# shark bait



## kahala boy (Oct 1, 2007)

Has anyone used blue runners for bait? I'm talking the big ones 14-18 inch ones


----------



## User6882 (Feb 4, 2009)

yes they r GREAT bait


----------



## King Mike (Apr 15, 2008)

they work great for me. i use them every chance i get.


----------



## Turbow (Mar 7, 2008)

I will take them over just about anything.


----------



## Herculined (Apr 27, 2008)

I have never used those. hard tails work pretty good, but recently I started going to the seafood market and they will sometimes have bonita for $5. The bonita has made a huge difference in the amount of hits I have gotten.


----------



## Chris V (Oct 18, 2007)

Herculined, a hardtail and a blue runner are the same thing.

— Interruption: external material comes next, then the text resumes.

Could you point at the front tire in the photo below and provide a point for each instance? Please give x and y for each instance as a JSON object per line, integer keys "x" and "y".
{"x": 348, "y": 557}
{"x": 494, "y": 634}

I caught my biggest blacktip on a butterflied blue runner/hardtail.


----------



## Herculined (Apr 27, 2008)

Well, they work pretty good. I've have never heard them called blue runners.


----------



## Chris V (Oct 18, 2007)

Blue runner is their actual common name. Hardtail is just a nickname.


----------



## Herculined (Apr 27, 2008)

Now I know, and knowing is half the battle.


----------



## IanR (Jun 10, 2008)

live hardtails have worked ok for me. i prefer live over dead anyday tho. I did have a huge spinner, 7' easy, hit a hardtail as soon as i got back to the beach. set the hook, skyed, then landed on the line :reallycrying


----------